OK, so you might be wondering what the hell oil pulling even is, let alone how you do it and what the benefits are supposed to be. Honestly, it's very simple: You basically just swish the coconut oil around in your mouth (yes, like mouthwash), but you also "pull" it back and forth through your teeth and gums, for about five minutes each day, and then spit it out. And believe it or not, it's not just a new fad. Oil pulling is, in fact, an Ayurvedic practice that has been around for thousands of years.
No, this is not just another selfie of a kissy face. This is me, relaxing my butt off and having a quick coconut oil pull before I get ready for bed.
As a method of "pulling" germs and toxins from your mouth, the practice of daily oil pulling is considered to have multiple health benefits, but more than anything, it's a way to remove bacteria from your mouth to promote and support your oral hygiene. Some of the other potential benefits include fresh breath, disease and illness prevention, teeth-brightening, and sinus-clearing. Not bad, right?
I used a mint-infused pulling oil called Masigi, and it comes in these very convenient, little single-use packets.
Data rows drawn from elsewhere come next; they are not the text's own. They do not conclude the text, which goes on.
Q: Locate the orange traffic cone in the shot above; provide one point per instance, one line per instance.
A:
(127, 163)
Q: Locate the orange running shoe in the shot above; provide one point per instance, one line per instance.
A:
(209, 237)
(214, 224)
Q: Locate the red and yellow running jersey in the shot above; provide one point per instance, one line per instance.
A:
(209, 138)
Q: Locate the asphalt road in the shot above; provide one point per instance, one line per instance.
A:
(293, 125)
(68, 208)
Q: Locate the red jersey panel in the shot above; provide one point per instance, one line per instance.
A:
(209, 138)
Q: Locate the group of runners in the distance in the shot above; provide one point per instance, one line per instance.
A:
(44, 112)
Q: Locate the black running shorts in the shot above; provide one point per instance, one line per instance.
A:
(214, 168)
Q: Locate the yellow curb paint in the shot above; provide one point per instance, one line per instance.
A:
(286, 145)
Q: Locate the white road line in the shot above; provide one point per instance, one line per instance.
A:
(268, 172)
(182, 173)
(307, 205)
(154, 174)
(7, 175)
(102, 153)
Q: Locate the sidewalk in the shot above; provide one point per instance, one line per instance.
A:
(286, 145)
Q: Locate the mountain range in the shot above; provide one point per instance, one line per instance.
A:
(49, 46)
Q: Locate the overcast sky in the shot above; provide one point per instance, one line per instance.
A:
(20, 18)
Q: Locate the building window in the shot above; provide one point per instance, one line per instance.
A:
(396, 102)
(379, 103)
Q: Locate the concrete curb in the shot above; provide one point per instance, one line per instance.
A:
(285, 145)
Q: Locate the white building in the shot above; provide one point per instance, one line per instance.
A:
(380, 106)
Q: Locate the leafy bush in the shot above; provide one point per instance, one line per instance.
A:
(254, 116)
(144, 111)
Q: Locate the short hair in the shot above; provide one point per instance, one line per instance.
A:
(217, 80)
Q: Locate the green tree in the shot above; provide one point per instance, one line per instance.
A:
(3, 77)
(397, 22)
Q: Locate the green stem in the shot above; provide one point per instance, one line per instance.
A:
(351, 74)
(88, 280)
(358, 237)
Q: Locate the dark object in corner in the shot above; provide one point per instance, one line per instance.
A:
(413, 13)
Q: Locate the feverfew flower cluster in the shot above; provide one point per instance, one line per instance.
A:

According to Masigi's FAQ page, most bacteria or microorganisms in the mouth are single cells that are covered in fatty membranes. When these cells come into contact with the oil, which is also a fat, the two fats stick together. They then collect and trap all these little germs, and then you ultimately get rid of them all when you spit the oil out. As Dr. Bruce Fife told Masigi, coconut oil pulling "is like a vacuum cleaner that sucks viruses, bacteria, and fungus out of the body.” Yum?
Here I am again, about to spit the pulled coconut oil into a cup, as you aren't supposed to spit in a sink because, well, I'm not trying to clog my drain, you feel me?
As for my actual experience after a week of daily oil pulling, it felt great! My mouth felt cleaner and healthier, and I didn't experience any of that stinging sensation that can come along with using mouthwash. Oil pulling also felt like it left a "protective" covering within my mouth, without feeling at all like yucky residue.
Again, the single-use packets were very convenient for me, and I'm not sure I would have been so keen on continuing the practice if that didn't make it so easy and eliminate the potential mess that might come about from using a jar of oil and a spoon.
You also may be wondering what the oil looked like at the end of a pull. Was it green or black, or filled with gnarly, visible germs?
It actually doesn't look all that gross, but I do think there's a kind of yellow tinge to the pulled oil, don't you?
While my experiment seems to have been too short for me to see any major results, research shows that the impact oil pulling can have on the health of your mouth — and, more specifically, on diseases like gingivitis — is sometimes noticeable after only seven days.
And that, I can kind of attest to. One night during the week of my experiment, after I enjoyed a hella amount of garlic for dinner, oil pulling managed to take away both the taste and the smell after the fact. So, this stuff must be doing something right.